Harnessing innovations for impact involves a clear theory of change, scalable platform, and set of design, technology and implementation best practices, along with a green light process for selecting specific projects that collectively are likely to result in a capital-efficient, engaging and effective vehicle for advancing and sustaining key impact objectives.

More generally, our approach to any impact partnership is to treat the initiative as an agile startup, with both partners working together to identify outcomes, develop a logic model, and to grow the design and supportive ecosystems in tandem—as opposed to simply a work-for-hire producing a one-off game product. At the core of this model is a commitment to jointly-identified outcomes, and to cultivating empowered ecosystems invested in achieving such outcomes (see key considerations).

ecological-framework

Key foci for partnership success include: Focus on Outcomes, Focus on Tech-Enabled Services, Focus on Platforms, Focus on Ecosystem Integration.

Focus on Outcomes (not outputs)

Often, the focus during implementation is on what might be thought of as immediate outputs, emphasizing moving through the designed sequences as opposed to what learners can do as a result of completing those sequences. Outputs often refer to the number of people that use a service or complete a program, whereas outcomes focus on the broader impacts of that usage. Too often we see ongoing optimization of outputs often at the expense of larger term outcomes and often without proper investment in the necessary inputs—like local ownership, investment and professional development. Instead, we are arguing for investment in what people are doing with the designs, not whether all designed interactions were completed. Design should also start with the desired outcomes, and then building a logic model to better understand how the inputs are likely to bring about those outcomes within a particular context (see Kellogg Logic Model).

Focus on Tech-Enabled Services (not products)

Any innovation for impact does not determine outcomes, but instead, are best positioned as part of services that must be continually optimized for ecosystem integration, ongoing sustainability and scaled impact. When we move from thinking of innovation as a designed product for transmitting solutions to thinking of innovations as services within larger ecosystems for outcomes, then we expand our concept of impact; that is, does innovation reside in a product or is it a property of a functioning system? Similarly, the focus of the design needs to transition from products to services, with an emphasis less on what it is and more on what it does.
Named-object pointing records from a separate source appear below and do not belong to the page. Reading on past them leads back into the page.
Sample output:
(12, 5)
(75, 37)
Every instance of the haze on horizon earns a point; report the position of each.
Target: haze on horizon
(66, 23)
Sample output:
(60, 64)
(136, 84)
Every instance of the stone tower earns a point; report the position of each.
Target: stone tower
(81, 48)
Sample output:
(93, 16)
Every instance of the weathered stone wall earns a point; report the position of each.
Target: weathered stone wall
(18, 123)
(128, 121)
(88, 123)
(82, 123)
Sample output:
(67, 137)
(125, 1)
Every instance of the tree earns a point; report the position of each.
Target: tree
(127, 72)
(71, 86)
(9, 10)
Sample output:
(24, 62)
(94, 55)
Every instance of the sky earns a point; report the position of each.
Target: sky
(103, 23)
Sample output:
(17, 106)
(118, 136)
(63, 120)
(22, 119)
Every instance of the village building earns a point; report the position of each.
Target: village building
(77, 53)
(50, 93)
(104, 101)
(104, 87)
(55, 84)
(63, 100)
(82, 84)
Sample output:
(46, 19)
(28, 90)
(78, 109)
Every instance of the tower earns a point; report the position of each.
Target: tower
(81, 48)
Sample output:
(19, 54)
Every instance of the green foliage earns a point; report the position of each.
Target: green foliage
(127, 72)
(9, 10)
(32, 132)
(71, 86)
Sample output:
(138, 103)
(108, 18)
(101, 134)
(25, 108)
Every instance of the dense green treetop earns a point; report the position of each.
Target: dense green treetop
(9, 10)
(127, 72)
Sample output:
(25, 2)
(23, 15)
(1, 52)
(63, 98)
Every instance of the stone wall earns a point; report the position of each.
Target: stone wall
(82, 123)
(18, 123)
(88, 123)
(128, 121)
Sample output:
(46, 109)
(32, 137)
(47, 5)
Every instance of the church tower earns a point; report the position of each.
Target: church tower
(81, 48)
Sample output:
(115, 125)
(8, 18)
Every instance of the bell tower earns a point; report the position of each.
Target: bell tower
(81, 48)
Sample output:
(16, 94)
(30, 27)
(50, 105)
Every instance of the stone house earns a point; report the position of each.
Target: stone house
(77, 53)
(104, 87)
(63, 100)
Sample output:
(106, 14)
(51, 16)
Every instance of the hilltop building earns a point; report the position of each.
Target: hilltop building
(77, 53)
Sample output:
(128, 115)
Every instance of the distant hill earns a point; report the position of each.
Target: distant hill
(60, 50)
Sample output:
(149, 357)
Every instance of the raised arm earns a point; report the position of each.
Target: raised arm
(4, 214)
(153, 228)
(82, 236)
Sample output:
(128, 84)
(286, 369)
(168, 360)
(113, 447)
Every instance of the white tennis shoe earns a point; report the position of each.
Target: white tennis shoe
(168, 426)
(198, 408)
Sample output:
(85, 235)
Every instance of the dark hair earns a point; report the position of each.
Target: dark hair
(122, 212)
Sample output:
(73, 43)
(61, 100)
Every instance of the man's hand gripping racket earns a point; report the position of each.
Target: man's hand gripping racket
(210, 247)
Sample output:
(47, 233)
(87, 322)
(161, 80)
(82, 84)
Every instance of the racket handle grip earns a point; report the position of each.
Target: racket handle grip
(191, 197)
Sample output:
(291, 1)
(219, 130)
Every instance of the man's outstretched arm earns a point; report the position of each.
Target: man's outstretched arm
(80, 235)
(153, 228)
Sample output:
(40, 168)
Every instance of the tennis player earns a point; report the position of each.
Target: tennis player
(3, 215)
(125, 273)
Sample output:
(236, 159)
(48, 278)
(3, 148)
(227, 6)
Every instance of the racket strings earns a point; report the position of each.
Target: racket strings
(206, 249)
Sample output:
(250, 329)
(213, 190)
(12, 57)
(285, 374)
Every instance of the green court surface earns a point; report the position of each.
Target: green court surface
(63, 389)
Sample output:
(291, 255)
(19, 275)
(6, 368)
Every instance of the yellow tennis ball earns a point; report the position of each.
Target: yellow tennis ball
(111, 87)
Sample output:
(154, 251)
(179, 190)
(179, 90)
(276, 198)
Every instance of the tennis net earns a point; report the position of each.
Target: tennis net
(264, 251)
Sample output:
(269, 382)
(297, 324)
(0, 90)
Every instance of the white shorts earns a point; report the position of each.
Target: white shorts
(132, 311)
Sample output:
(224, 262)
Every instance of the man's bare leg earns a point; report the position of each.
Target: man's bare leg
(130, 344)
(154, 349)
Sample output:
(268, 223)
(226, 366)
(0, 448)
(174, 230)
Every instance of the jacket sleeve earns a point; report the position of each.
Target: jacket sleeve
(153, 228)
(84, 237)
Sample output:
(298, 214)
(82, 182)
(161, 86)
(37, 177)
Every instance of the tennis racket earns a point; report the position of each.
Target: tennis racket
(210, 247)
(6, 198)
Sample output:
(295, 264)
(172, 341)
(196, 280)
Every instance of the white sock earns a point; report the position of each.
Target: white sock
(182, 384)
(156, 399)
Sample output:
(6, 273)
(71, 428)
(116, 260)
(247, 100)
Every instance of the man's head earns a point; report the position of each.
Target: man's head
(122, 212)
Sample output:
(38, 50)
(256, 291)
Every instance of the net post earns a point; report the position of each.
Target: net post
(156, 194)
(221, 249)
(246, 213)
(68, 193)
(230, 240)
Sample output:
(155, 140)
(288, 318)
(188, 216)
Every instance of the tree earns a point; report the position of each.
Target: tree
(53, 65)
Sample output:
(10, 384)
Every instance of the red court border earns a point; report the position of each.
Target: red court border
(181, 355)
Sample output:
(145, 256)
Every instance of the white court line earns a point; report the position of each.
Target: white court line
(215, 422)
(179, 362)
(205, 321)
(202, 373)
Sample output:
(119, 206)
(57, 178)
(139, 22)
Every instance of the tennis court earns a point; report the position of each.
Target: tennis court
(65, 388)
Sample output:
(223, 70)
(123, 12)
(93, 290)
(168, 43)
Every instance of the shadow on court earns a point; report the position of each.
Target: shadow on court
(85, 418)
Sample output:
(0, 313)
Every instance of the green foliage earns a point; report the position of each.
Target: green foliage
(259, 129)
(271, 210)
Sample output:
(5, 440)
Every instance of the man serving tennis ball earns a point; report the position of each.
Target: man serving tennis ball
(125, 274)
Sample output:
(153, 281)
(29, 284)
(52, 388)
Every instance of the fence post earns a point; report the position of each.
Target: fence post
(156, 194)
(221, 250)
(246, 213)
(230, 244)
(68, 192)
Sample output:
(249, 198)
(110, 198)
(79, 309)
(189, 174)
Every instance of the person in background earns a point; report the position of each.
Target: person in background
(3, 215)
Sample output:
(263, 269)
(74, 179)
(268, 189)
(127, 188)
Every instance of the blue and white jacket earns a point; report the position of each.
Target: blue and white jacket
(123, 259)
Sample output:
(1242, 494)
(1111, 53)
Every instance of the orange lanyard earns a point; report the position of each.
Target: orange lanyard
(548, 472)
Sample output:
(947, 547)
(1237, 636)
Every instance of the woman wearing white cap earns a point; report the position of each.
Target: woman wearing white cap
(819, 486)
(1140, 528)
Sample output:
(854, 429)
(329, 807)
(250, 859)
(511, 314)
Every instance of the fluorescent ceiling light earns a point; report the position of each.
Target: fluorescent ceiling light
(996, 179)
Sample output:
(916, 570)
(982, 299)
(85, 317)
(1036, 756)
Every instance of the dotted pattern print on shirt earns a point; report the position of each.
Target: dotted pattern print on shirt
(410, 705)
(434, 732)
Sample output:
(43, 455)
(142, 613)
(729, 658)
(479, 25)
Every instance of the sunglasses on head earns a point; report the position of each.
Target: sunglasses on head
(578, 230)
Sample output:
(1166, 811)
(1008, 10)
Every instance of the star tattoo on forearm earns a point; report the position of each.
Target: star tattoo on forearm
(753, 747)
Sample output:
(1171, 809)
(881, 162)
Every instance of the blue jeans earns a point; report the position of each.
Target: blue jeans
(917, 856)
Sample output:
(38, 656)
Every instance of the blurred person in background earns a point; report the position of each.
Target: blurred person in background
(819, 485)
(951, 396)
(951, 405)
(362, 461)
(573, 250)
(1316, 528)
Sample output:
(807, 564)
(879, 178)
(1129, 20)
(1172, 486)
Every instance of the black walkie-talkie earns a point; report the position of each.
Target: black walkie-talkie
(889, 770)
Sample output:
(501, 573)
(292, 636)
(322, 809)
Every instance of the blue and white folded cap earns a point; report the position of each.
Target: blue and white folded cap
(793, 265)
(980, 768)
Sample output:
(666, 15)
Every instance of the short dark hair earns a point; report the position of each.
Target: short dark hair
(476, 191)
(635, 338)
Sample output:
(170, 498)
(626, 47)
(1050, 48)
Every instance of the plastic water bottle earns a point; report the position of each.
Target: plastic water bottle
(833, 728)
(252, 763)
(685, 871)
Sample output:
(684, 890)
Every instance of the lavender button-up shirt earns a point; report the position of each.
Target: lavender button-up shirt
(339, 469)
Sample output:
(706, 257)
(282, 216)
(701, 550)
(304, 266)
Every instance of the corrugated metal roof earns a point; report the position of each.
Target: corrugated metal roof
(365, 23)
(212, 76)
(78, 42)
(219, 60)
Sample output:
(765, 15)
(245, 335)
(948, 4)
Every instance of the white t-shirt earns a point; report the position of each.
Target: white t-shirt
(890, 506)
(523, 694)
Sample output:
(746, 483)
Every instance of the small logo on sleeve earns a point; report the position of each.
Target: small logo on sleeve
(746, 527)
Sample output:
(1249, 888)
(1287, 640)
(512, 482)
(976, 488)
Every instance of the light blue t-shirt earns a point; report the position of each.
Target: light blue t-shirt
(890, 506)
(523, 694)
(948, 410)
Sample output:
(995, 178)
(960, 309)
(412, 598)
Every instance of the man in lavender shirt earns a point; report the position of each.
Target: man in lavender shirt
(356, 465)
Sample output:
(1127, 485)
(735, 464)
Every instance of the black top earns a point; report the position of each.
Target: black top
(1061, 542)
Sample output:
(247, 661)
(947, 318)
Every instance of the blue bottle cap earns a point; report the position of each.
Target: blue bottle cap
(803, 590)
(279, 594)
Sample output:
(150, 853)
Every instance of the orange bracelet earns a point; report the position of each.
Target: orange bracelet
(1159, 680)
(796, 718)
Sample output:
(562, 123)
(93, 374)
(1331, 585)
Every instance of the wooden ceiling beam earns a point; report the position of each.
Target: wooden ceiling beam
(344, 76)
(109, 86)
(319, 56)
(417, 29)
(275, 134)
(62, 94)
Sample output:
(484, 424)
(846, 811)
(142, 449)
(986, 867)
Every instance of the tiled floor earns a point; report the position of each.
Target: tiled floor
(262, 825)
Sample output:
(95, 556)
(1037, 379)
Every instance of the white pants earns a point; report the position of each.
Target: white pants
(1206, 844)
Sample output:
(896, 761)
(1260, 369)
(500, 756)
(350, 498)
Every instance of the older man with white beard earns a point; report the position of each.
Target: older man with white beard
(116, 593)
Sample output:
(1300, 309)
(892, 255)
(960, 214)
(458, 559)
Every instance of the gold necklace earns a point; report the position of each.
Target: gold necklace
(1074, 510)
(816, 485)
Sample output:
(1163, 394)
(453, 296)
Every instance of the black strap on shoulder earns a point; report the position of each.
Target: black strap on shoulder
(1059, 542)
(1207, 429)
When Intel changed their tagline from “Intel Inside” to “We power experiences,” it was in part a shift from a product-centric focus to a service-centric emphasis with the true innovation being that which their chip enabled. This service-based model not only enables responsiveness to participants, facilitators, and other stakeholder feedback, it also enables the continual maximization of engagement and learning outcomes as well as responsiveness to shifting dynamics in the ecosystem of implementation.

Focus on Platforms (not pipelines)

Over the last decade we have seen a shift in how we think about products, brands, and the ways they are engaged by customers. Central to this shift is an appreciation that brands exist in the actions users engage, and not in the products parsay. When Intel changed their tagline from “Intel Inside” to “We Power Experiences” it was bound bound up in a shift from focusing on what they develop to an appreciation for what people do with it. Inversely, pipeline technologies are based on a rationale in which the organization views themselves as having a great innovation and the focus is on how they can dispense their solutions to ensure that customers aquire them.

“A pipeline business employs a step-by-step arrangement for creating and transferrring value, with producers at one end and consumers at the other; thereby operating as a linear value chain. Rather than flowing in a straight line from producers to consumers, value may be created, changed, exchanged, and consumed in a variants of ways and places, all made possible by the connections that the platform facilitates.”
Parker, G., Van Alstyne, M., & Choudary, S. P. (2016)

A platform technology is based on enabling “value-creating interactions” among individuals and desired outcomes, with its overaching purpose being to cultivate the necessary conditions, matches, and interactions to engage the latent growth energy available in the world.

Focus on Ecosystem Integration (not dissemination)

While we have powerful innovations for impact, consistent with the assumptions above, the potential lies in how local sites leverage them as invitations to realize on-the-ground outcomes that are locally imagined, integrated, and optimized for achieving valued outcomes. The local context must be treated as a component of the innovation itself, with some of the most transformative innovations occurring in the context of implementation (at the nodes) by ordinary heroes with everyday agency working towards meaningful outcomes that they value. Such a framework is consistent with a model of anticipatory governance, in which the goal is to foster engagement, foresight, and a commitment to do the hard work of integrating the core transformative ideas towards goals they value. Importantly, these possibilities need to be invited and enabled, with the innovation living in the release, not in the designed bits and bytes.

The goal here is to allow for local agency and inspire local investment, at the same time providing the necessary structure to unlock new possibilities. Such engagement requires interpretive space such that the local ecosytem can make the innovation their own with fidelity being less about how they mirror the designers’ intent and more how they are able to integtrate it to realize goals that they value.

In this form, solutions, to the extent that they exist, are locally grown, contextually meaningful, and if properly enabled allow the intervention to evolve far beyond any content created by the design team.